By Saidu Jalloh, D.S
Shell has entered Sierra Leone’s upstream sector after signing a reconnaissance permit with the government to assess the country’s offshore oil and gas prospects, the Petroleum Directorate of Sierra Leone (PDSL) confirmed Wednesday.
The agreement grants the British energy major rights to carry out advanced geological and geophysical surveys across roughly 20,600 square kilometres of offshore acreage. The work programme covers basin modelling and petroleum systems analysis aimed at sharpening the technical picture of Sierra Leone’s deepwater potential and laying groundwork for possible future licensing rounds.
The permit was signed on April 22 in Paris by Thomas Praeger, Shell’s exploration manager for global new entries, and Foday Mansaray, PDSL Director General. It spans 18 exploration blocks, including several in ultra-deep water. Blocks G-114, G-133 and G-112 sit adjacent to five areas awarded to Italy’s Eni in November 2025.
President Julius Maada Bio called the deal a “defining moment” in efforts to develop the country’s natural resources responsibly. “It sends a strong and credible signal to the global investment community that Sierra Leone is open for business, underpinned by transparency, stability, and strong governance,” Bio said.
PDSL Director General Foday Mansaray said the government’s approach centers on de-risking the basin with high-quality data to draw reputable international firms and move closer to exploration drilling.
A Shell spokesperson noted the company regularly signs non-binding agreements with governments to access data and evaluate opportunities, adding that the pact does not represent a commitment to proceed. “Any future steps would be subject to internal governance, regulatory processes and due diligence,” the spokesperson said.
Sierra Leone has no current oil or gas production but is seeking to position itself as West Africa’s next exploration frontier, following significant discoveries in Ivory Coast, Ghana and Senegal.

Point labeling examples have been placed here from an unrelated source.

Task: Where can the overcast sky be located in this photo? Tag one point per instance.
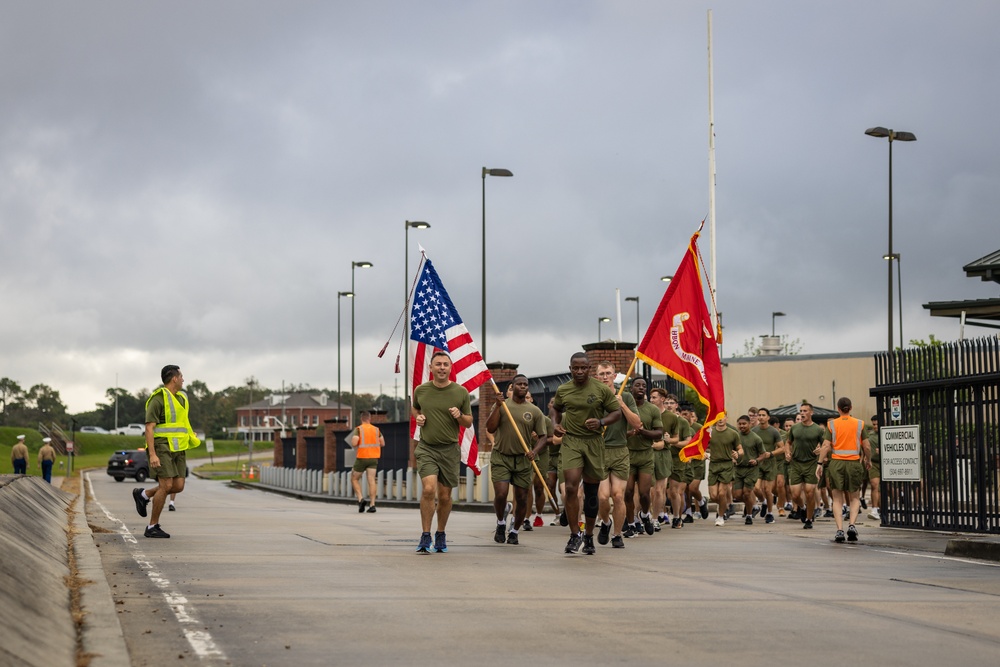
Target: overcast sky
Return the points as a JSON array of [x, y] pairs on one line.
[[189, 182]]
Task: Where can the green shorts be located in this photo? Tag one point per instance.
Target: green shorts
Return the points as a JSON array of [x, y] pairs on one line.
[[800, 472], [616, 461], [720, 472], [444, 462], [745, 477], [697, 469], [844, 475], [172, 464], [360, 465], [663, 464], [681, 472], [513, 468], [542, 461], [640, 462], [585, 453], [553, 459]]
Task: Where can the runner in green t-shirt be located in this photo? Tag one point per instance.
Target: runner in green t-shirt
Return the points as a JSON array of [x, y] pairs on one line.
[[640, 448], [440, 407], [804, 441], [509, 463], [581, 409]]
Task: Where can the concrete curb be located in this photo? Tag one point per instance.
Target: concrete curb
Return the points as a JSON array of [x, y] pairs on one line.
[[980, 549], [102, 631]]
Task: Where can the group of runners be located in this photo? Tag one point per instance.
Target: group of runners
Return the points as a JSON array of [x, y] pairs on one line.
[[615, 459]]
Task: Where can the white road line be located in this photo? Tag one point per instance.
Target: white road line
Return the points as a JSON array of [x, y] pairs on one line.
[[932, 556], [200, 640]]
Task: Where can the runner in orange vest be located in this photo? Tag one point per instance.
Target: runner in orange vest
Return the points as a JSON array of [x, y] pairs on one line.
[[369, 441], [848, 452]]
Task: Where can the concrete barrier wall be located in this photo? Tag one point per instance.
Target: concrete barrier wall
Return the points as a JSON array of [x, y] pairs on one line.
[[34, 600]]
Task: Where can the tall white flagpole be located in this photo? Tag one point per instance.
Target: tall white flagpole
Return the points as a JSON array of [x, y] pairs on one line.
[[711, 172]]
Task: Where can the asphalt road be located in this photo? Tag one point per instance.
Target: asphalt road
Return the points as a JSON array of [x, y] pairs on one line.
[[254, 578]]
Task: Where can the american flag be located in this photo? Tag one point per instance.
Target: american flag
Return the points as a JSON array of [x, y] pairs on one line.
[[436, 325]]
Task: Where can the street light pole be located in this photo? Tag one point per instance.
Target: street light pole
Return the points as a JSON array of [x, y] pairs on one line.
[[363, 265], [415, 224], [891, 135], [636, 299], [599, 321], [487, 172], [340, 394]]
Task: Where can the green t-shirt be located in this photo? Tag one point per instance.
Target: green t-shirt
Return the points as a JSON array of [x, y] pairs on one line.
[[723, 444], [753, 447], [804, 440], [528, 419], [616, 435], [769, 436], [157, 413], [651, 419], [440, 429], [579, 403]]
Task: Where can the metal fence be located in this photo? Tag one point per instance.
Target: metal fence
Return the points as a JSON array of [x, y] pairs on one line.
[[952, 392]]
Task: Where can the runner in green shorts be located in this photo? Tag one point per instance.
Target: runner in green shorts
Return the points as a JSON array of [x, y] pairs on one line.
[[581, 409]]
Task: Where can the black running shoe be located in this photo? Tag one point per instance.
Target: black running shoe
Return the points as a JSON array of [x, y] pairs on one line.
[[603, 533], [155, 531], [140, 502]]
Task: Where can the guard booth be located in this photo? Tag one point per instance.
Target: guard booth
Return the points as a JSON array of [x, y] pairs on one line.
[[952, 393]]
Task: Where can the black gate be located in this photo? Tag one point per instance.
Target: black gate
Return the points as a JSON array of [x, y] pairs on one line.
[[952, 392]]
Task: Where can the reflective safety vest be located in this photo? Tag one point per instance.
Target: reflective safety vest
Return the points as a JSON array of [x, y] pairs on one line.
[[368, 447], [176, 428], [846, 432]]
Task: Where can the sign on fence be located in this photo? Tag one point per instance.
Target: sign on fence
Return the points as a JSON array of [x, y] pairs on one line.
[[900, 453]]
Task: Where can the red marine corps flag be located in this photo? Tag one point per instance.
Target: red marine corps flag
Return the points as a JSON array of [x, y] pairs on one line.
[[681, 342]]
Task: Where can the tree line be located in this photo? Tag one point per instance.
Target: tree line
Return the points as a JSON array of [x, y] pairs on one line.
[[211, 412]]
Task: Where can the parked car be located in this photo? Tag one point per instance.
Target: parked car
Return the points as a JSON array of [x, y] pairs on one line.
[[129, 463], [132, 429]]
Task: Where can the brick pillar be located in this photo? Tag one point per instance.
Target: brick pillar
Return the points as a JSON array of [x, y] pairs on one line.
[[619, 353], [332, 430], [300, 445], [279, 450], [503, 373]]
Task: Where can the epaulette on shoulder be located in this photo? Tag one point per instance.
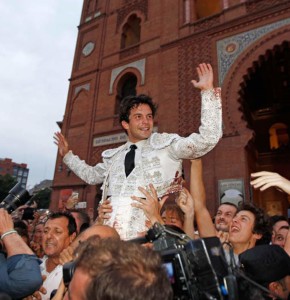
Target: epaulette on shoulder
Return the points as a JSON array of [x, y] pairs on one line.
[[162, 140], [111, 152]]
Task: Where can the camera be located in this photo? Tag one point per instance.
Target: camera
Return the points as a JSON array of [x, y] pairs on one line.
[[67, 272], [17, 196], [197, 269]]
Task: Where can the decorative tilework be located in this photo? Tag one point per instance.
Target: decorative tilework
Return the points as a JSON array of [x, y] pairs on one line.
[[230, 48]]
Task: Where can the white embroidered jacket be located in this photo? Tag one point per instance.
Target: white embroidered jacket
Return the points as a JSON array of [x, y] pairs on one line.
[[160, 157]]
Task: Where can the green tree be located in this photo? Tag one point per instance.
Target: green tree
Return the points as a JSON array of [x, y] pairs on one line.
[[42, 198], [7, 182]]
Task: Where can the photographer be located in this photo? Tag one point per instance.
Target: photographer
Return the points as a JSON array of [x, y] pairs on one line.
[[20, 261]]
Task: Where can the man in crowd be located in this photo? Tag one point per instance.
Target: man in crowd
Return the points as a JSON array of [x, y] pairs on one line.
[[268, 265], [147, 157], [115, 269], [280, 230], [223, 218], [264, 180], [19, 272], [59, 231], [248, 227]]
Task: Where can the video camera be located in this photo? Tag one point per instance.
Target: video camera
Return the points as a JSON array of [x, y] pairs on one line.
[[197, 269], [17, 196]]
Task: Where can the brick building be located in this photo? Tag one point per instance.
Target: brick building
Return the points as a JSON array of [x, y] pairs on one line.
[[153, 47], [18, 171]]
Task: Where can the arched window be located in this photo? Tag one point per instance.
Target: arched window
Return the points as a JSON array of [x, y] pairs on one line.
[[131, 32], [126, 87], [279, 136]]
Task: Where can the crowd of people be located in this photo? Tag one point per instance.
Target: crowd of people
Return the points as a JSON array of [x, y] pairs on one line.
[[65, 255]]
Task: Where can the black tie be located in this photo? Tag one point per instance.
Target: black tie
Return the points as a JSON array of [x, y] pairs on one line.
[[129, 160]]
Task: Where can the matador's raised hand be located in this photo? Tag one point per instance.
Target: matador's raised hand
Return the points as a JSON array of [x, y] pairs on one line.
[[205, 76], [61, 143]]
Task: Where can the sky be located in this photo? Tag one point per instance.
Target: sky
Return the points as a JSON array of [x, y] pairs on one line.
[[38, 39]]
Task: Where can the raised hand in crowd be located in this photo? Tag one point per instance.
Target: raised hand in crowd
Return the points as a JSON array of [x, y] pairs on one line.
[[197, 190], [151, 204], [186, 204], [104, 211], [61, 143], [264, 179]]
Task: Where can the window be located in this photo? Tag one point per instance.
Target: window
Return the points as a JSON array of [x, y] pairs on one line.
[[279, 136], [206, 8], [126, 87], [131, 32]]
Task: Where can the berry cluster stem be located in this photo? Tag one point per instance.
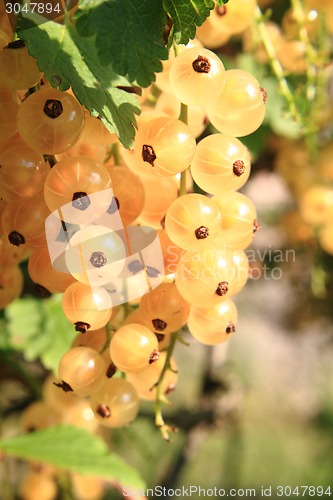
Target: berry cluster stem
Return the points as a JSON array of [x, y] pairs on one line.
[[159, 420], [184, 118], [276, 66]]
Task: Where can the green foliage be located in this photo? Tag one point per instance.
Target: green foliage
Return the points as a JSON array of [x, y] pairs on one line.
[[114, 43], [69, 60], [39, 329], [186, 16], [72, 449], [128, 33]]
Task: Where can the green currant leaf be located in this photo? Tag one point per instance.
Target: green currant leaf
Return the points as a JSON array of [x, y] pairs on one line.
[[72, 449], [127, 32], [39, 329], [185, 16], [69, 60]]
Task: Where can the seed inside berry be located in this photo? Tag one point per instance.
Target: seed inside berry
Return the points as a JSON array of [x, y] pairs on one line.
[[111, 370], [238, 167], [221, 10], [159, 324], [148, 154], [231, 327], [256, 226], [80, 200], [201, 233], [135, 266], [152, 272], [53, 108], [98, 259], [64, 386], [114, 206], [103, 411], [263, 94], [42, 291], [222, 288], [81, 327], [16, 238], [154, 356], [171, 387], [201, 65]]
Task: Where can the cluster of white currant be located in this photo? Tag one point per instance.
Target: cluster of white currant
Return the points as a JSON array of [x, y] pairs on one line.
[[202, 237]]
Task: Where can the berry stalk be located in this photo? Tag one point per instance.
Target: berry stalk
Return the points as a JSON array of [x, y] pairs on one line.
[[276, 66]]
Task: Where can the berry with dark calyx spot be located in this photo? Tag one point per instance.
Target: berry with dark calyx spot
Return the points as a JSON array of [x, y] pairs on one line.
[[154, 356], [103, 411], [44, 292], [148, 154], [238, 167], [201, 65], [16, 238], [81, 327], [159, 324], [256, 226], [64, 386], [231, 327], [53, 108], [111, 370], [80, 201], [222, 288], [98, 259], [201, 232], [114, 206]]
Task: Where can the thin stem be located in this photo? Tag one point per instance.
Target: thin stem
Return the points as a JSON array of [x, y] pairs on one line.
[[184, 118], [310, 52], [276, 66], [116, 154], [160, 398], [182, 184]]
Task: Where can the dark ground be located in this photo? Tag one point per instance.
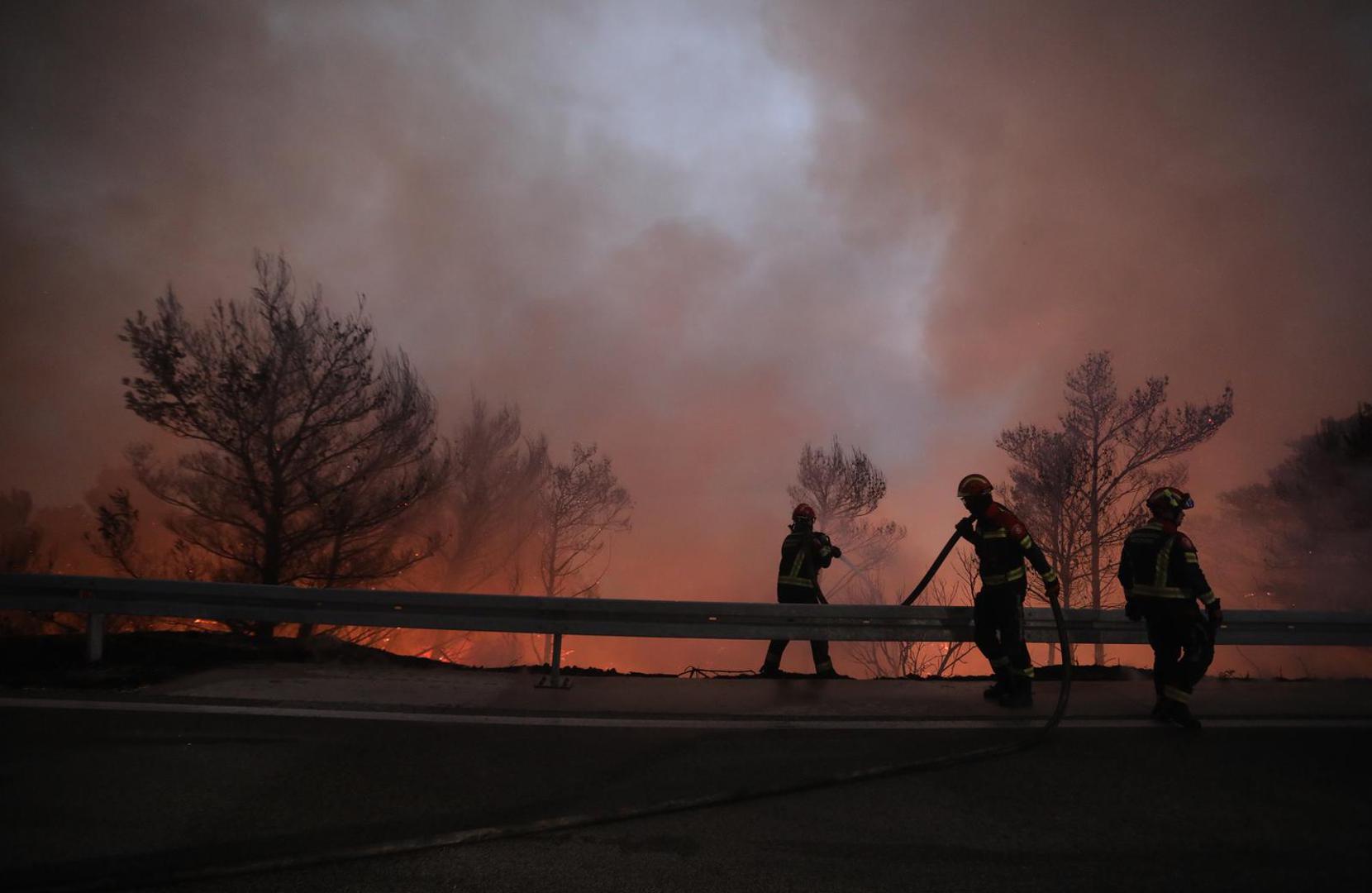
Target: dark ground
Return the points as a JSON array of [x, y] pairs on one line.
[[1127, 809]]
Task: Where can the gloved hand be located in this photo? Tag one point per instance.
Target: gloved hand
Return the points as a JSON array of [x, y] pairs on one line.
[[1216, 616]]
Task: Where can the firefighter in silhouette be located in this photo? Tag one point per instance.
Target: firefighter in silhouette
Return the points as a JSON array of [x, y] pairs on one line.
[[803, 555], [1162, 580], [1002, 545]]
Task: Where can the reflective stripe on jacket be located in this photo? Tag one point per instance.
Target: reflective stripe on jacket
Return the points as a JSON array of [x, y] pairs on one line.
[[1160, 561]]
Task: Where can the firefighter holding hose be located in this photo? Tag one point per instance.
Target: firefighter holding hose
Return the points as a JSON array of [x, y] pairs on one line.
[[1002, 543], [803, 555], [1162, 580]]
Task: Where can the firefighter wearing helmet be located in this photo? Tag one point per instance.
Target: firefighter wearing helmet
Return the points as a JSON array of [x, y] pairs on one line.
[[1002, 543], [803, 555], [1162, 580]]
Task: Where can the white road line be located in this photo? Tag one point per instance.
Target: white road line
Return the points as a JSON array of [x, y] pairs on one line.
[[660, 722]]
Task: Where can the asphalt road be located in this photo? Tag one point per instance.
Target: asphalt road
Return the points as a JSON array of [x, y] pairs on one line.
[[131, 797]]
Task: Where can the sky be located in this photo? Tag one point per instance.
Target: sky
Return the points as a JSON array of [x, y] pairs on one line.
[[704, 233]]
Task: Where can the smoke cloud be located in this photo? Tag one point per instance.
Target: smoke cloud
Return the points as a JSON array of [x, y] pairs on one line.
[[703, 233]]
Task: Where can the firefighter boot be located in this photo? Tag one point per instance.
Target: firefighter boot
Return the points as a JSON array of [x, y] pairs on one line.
[[1020, 693], [1180, 715], [1000, 686]]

The country has a history of eight wells and four non-commercial discoveries since the 1980s, with activity long hampered by the Ebola epidemic, COVID-19, energy transition pressures and deepwater costs.
Government estimates place potential resources at 44 billion barrels of oil, with about half deemed recoverable. The crude is described as light and sweet, similar to Nigeria’s Qua Iboe grade.
The Shell agreement follows Eni’s exploration deal five months ago, signalling rising international interest in Sierra Leone’s hydrocarbon sector.